Councils are not there to bail out developers – their priority is their locality’s prosperity. Sometimes though, their objectives will coincide and development supported by the public sector will create an environment where the private sector will become ready to invest.
Burnley takes the initiative
Burnley Borough Council will develop and manage small business spaces, having been unable to attract private finance for projects it considers to be economically vital.
Kate Ingram, Head of Regeneration and Planning at the Council, says: “We are supplying space that the development industry will not fund.”
Kate Ingram says there is a market for spaces of 5,000 sq ft or less in advanced manufacturing, engineering and digital. She says: “We want to attract these firms to improve our economy, and they need space they can easily move in and out of. Normal financiers will not touch these units, as they like to have an end user signed up.”
Under this model, the Council takes the financial risk and owns the buildings.
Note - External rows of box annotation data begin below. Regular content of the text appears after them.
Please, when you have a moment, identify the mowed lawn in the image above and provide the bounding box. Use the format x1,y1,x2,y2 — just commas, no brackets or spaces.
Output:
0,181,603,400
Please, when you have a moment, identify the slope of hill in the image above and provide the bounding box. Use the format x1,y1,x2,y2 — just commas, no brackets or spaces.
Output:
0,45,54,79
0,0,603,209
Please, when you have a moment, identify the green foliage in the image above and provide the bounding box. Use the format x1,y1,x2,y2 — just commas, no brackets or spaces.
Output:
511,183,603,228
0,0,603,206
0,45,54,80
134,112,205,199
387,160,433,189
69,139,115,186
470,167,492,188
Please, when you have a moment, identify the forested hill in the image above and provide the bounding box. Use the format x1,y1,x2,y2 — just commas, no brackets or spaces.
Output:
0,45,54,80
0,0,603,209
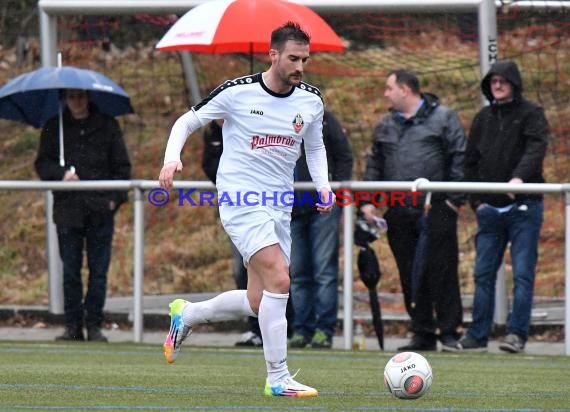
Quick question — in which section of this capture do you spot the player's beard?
[279,65,303,87]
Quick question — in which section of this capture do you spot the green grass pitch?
[0,342,570,412]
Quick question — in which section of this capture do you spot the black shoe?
[235,332,263,348]
[55,326,85,342]
[440,335,463,352]
[87,326,108,342]
[499,333,525,353]
[398,335,437,351]
[311,329,332,349]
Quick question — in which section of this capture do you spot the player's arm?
[305,116,335,213]
[158,110,202,190]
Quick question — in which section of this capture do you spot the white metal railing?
[0,180,570,355]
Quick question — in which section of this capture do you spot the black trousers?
[57,216,114,328]
[384,201,463,338]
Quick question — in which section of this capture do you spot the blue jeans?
[289,207,341,339]
[57,216,114,328]
[467,200,544,344]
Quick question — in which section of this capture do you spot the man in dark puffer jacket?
[460,60,549,353]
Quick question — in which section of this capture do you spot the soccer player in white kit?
[159,22,335,396]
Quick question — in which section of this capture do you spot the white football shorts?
[216,203,291,266]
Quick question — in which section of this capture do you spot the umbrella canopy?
[156,0,345,54]
[0,66,133,127]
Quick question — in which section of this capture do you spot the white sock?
[182,290,255,326]
[258,290,290,385]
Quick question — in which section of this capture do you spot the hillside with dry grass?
[0,10,570,304]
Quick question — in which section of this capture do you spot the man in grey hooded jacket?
[459,60,549,353]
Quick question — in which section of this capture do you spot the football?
[384,352,433,399]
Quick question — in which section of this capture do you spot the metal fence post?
[44,190,63,315]
[133,182,144,343]
[494,260,509,325]
[335,202,354,349]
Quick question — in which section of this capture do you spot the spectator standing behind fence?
[159,22,335,397]
[454,60,549,353]
[361,70,465,351]
[289,111,352,348]
[35,89,131,342]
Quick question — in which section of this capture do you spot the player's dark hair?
[269,21,311,51]
[388,69,420,95]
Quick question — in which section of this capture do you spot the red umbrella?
[156,0,345,71]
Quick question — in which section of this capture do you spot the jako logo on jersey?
[293,113,305,134]
[251,134,295,150]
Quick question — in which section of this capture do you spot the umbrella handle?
[58,101,65,167]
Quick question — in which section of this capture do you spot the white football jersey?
[167,73,329,209]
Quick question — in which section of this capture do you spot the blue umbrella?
[0,66,134,127]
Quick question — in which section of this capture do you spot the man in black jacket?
[35,89,131,342]
[460,60,549,353]
[289,110,352,348]
[361,70,465,351]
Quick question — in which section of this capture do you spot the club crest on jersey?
[293,113,305,134]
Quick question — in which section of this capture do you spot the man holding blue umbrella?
[35,89,131,342]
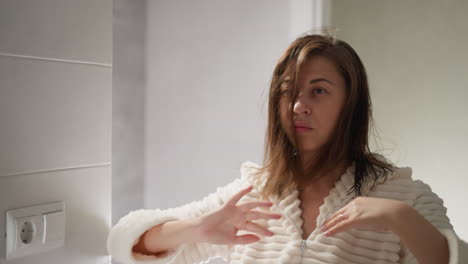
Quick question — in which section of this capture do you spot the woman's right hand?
[194,186,281,245]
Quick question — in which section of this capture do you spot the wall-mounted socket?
[6,202,65,260]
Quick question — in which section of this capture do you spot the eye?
[312,88,327,95]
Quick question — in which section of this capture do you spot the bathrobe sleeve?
[107,177,249,264]
[401,180,468,264]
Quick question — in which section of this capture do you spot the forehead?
[299,56,342,79]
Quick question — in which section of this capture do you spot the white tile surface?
[0,0,112,64]
[0,56,112,176]
[0,166,111,264]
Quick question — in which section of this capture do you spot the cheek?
[279,103,292,137]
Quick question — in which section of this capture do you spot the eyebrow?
[309,78,335,85]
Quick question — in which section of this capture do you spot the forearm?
[391,204,449,264]
[133,219,203,255]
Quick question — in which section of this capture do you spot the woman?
[107,34,468,263]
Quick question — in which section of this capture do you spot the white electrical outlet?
[6,202,65,260]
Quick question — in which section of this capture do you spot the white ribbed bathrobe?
[107,162,468,264]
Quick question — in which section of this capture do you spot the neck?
[298,166,345,194]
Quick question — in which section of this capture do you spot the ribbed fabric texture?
[107,162,468,264]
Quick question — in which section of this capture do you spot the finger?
[325,220,354,236]
[246,211,281,221]
[233,234,260,245]
[238,201,273,212]
[244,221,274,236]
[227,185,253,205]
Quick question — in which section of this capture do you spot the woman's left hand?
[320,196,408,236]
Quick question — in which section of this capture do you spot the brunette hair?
[255,33,395,198]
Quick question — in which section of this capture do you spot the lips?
[294,123,311,129]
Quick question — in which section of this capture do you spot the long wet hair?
[255,33,395,198]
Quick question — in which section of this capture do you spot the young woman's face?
[280,56,346,155]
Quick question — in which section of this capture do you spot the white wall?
[112,0,146,224]
[0,0,112,264]
[145,0,289,208]
[145,0,290,263]
[332,0,468,240]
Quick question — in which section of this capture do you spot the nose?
[293,95,310,115]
It will manage long-term lettings, with no agent involved; Kate Ingram is confident the Council has the expertise.
These small business spaces are part of Vision Park, a Trebor Developments project on a 5.5 acre town centre site. Trebor’s masterplan was for industrial and office facilities, but the Council wanted the additional smaller units.
“There is no availability of such units in the area and no similar products have been developed for at least the last 10 years,” says Managing Partner Bob Tattrie. “Institutional investors do not wish to invest in smaller schemes and also, given that there are a range of starter units, the covenant strength of the companies taking those units tends to be relatively weak and therefore does not represent institutional, long-term investment stability.”